Dalam prosesi pelantikan yang berlangsung pada Rapat Paripurna Istimewa DPR Aceh itu, Tgk Malik Mahmud melakukan pengukuhan sendiri terhadap dirinya sebagai Wali Nanggroe Aceh.
Momen ini juga dihadiri mantan Wakil Presiden ke-10 dan ke-12 RI Jusuf Kalla dan mantan Menteri Hukum dan HAM sekaligus Ketua Juru Runding Pemerintah RI dalam proses perdamaian MoU Helsinki Hamid Awaluddin.
Terpilihnya kembali Tgk Malik Mahmud sebagai Wali Nanggroe Aceh ini dilakukan secara musyawarah mufakat oleh Majelis Tinggi Wali Nanggroe, Tuha Peut, Tuha Lapan, dan majelis fatwa.
Malik mengatakan lembaga Wali Nanggroe merupakan salah satu implementasi dari kekhususan dan keistimewaan Aceh berdasarkan perjanjian damai MoU Helsinki dan pasal-pasal dalam UU Nomor 11 Tahun 2006 tentang Pemerintahan Aceh (UUPA).
"Saya terus melakukan upaya bersifat internal dan kerja-kerja lainnya. Bekerja demi proses terimplementasikannya MoU Helsinki," kata Malik.
BACA JUGA:
Pada kesempatan itu, Penjabat Gubernur Aceh Achmad Marzuki mendoakan Tgk Malik Mahmud dimudahkan oleh Allah SWT dalam menjalankan amanah sebagai pemersatu masyarakat Aceh, pengawal perdamaian, pembina keagungan dinul Islam, dan kelestarian kehidupan adat, budaya dan tamadun Aceh.

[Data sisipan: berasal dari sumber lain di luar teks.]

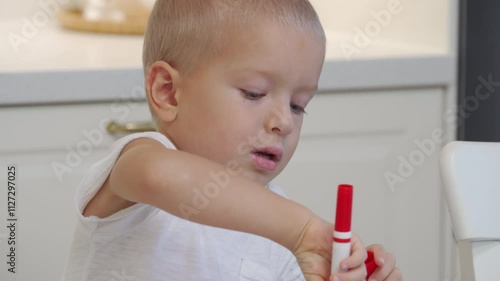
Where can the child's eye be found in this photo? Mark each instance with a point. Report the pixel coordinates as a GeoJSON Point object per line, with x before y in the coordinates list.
{"type": "Point", "coordinates": [251, 95]}
{"type": "Point", "coordinates": [297, 109]}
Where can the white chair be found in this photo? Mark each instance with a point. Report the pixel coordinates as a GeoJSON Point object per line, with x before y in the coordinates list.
{"type": "Point", "coordinates": [471, 178]}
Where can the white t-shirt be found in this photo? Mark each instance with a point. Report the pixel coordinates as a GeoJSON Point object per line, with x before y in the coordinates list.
{"type": "Point", "coordinates": [143, 242]}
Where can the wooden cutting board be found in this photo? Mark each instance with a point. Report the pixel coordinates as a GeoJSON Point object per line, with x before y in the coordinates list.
{"type": "Point", "coordinates": [74, 20]}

Menurut ia, kehadiran lembaga Wali Nanggroe merupakan amanah dan perintah ketentuan UUPA sehingga keberadaannya harus disyukuri.
"Semoga ke depannya terus dapat menjalankan peran dalam pembangunan, mempersatukan masyarakat Aceh, melestarikan adat dan budaya," katanya.
"Kami berterima kasih karena selama ini telah memberikan pertimbangan, bimbingan, usulan dan saran dalam menjalankan roda pemerintahan Aceh, khususnya dalam menjaga keistimewaan dan kekhususan Aceh," tambah Achmad Marzuki.